The condition of the papal study, answered Donati. Shutters and curtains closed. A half-drunk cup of tea on the desk. One item missing.
“What was it?”
“A letter. A personal letter. Not official.”
“Lucchesi was the recipient?”
“The author.”
“And the contents of the letter?”
“His Holiness refused to tell me.”
Gabriel was not sure the archbishop was being entirely truthful. “I assume the letter was written in longhand?”
“The Vicar of Christ doesn’t use a word processor.”
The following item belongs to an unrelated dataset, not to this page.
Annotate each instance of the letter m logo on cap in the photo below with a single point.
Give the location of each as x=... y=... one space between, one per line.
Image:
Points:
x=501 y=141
“To whom was it addressed?”
“An old friend.”
Donati then described the scene he encountered when Cardinal Albanese led him into the papal bedroom. Gabriel pictured the tableau as though it were rendered in oil on canvas by the hand of Caravaggio. The body of a dead pontiff stretched upon the bed, watched over by a trio of senior prelates. At the right side of the canvas, scarcely visible in the shadows, were three trusted laymen: the pope’s personal physician, the chief of the Vatican’s small police force, and the commandant of the Pontifical Swiss Guard. Gabriel had never met Dr. Gallo, but he knew Lorenzo Vitale, and liked him. Alois Metzler was another story.